By chance really. I’ve been doing pre-clinical spinal cord injury research since my pharmacology undergrad. A good friend of mine was working in a neuroscience lab and told me I had to come see the work they were doing because it was just amazing. So I went, and I got to see my first real experiment and thought, “Yup, that’s pretty cool; I want to do that.”

So I actually hooked up with a different spinal cord injury lab, next to where my friend was working, and that’s how I got started in research. After I was totally hooked on research, I started to actually ‘plan’ my future and figured I was really interested in repairing the injured spinal cord, and how neurons respond to injury.

I went to Queen’s University for my PhD, where I studied axonal regeneration after spinal cord injury. Next, I wanted to see how neurons respond to injury in real time, so I did a postdoc in France, where I developed methods to see neurons regrowing in real time.

What’s the most rewarding thing about your research?
Developing the tools that allow us to do research that we otherwise couldn’t do. For example, for a lot of my research we want to know how the intensity, duration and amount of rehabilitative motor training affects recovery in skilled motor tasks after spinal cord injury. To manually train and test animals in this task is really time consuming and tedious, and delivering large amounts of high-intensity training is almost impossible for us to do by hand, so nobody had an efficient way to answer questions about high-intensity training.

So I developed some robots to train animals in the task. The first versions were pretty low-tech with a lot of tape and random stuff I found around the lab — kind of like something MacGyver would make. But it worked! We’ve been updating and using these and other automated training devices ever since.

What’s the most challenging aspect of your work?
For me, the hardest part of the work is getting the first draft of anything — of a paper or a grant — just getting it down on paper, and then trying to get all the ideas in one place in one go is the hard part. Revising it, working with it, making it better over days and weeks is a lot easier and rewarding.

Where do you want your research to be in five years?
I’d like to be taking more advantage of the methods and tools that I’ve been developing over the past few years. Many of these tools are to improve the throughput of my research and to answer questions that we couldn’t otherwise answer.

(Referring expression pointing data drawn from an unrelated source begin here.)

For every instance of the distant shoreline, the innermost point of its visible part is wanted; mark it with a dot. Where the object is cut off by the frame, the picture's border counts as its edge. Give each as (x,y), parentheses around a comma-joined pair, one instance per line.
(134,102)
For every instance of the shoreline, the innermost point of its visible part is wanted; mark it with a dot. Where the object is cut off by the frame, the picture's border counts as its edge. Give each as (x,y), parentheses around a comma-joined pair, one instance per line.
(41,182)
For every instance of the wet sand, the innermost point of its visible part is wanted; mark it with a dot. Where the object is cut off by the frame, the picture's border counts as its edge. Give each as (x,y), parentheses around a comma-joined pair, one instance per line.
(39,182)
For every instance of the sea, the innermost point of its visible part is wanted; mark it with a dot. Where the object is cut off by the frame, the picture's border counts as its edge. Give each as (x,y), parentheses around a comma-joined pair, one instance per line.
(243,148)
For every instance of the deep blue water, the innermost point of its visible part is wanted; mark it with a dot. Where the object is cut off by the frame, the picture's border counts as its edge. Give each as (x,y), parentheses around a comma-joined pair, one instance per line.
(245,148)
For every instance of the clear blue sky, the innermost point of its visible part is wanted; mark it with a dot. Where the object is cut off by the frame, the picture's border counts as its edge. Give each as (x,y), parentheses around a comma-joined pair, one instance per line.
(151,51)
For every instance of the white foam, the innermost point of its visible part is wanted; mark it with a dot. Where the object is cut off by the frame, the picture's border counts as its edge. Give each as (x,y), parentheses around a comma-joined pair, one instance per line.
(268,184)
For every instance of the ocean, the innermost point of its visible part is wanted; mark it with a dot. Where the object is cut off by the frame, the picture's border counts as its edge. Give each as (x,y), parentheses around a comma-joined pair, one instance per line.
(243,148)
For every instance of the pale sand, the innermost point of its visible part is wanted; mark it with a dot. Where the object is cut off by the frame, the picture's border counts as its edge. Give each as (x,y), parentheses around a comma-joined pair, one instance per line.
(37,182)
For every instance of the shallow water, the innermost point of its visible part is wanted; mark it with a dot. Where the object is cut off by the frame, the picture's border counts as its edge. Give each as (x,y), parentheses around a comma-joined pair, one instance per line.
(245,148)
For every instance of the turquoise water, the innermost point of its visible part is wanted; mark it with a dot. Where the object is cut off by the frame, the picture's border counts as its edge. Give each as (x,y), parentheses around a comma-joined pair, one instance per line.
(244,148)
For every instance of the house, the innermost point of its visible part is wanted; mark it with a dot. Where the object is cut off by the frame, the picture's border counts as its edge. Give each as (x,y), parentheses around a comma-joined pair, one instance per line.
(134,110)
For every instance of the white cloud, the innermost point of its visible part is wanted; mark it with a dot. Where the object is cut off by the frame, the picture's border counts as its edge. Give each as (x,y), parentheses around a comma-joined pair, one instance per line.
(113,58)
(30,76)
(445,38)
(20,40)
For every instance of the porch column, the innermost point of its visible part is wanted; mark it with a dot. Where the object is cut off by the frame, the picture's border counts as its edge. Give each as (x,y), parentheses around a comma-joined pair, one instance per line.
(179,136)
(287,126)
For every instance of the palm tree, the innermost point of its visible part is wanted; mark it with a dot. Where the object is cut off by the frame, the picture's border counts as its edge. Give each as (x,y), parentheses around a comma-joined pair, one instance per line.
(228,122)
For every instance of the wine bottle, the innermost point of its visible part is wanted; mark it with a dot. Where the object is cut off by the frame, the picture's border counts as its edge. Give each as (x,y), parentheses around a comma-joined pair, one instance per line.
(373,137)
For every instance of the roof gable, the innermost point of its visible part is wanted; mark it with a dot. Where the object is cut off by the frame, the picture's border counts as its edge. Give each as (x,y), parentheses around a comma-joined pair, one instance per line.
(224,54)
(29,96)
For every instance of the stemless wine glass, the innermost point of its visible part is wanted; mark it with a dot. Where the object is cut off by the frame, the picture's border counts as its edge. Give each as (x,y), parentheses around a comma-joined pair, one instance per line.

I think that within the next few years, these tools are going to really take off, and I’m hoping that within five years, I can answer specific questions other labs can’t and do it really efficiently.

What’s the No.1 piece of advice you’d give your grad students?
For most I would recommend working with others who are outside of your immediate project. In addition to being an expert in your field, getting a broad skill set is more appealing to academic research labs and industry.

I would also recommend all students sit down with their supervisor and have regular chats about where they’re at in their studies and research, what they want to do with their career, and figure out how they can structure their studies and research projects to achieve their career goals.

If you could try any profession other than your own, what would it be?
I would probably be some sort of engineer, either mechanical or electrical. Having said that though, I’m not good enough in advanced mathematics to become an engineer.

Right now I have a great balance in my career, because I get to do a lot of neurophysiology and neuroscience research, which is really rewarding, but I also get to design and develop robotics and other devices to facilitate research, which is a lot of fun.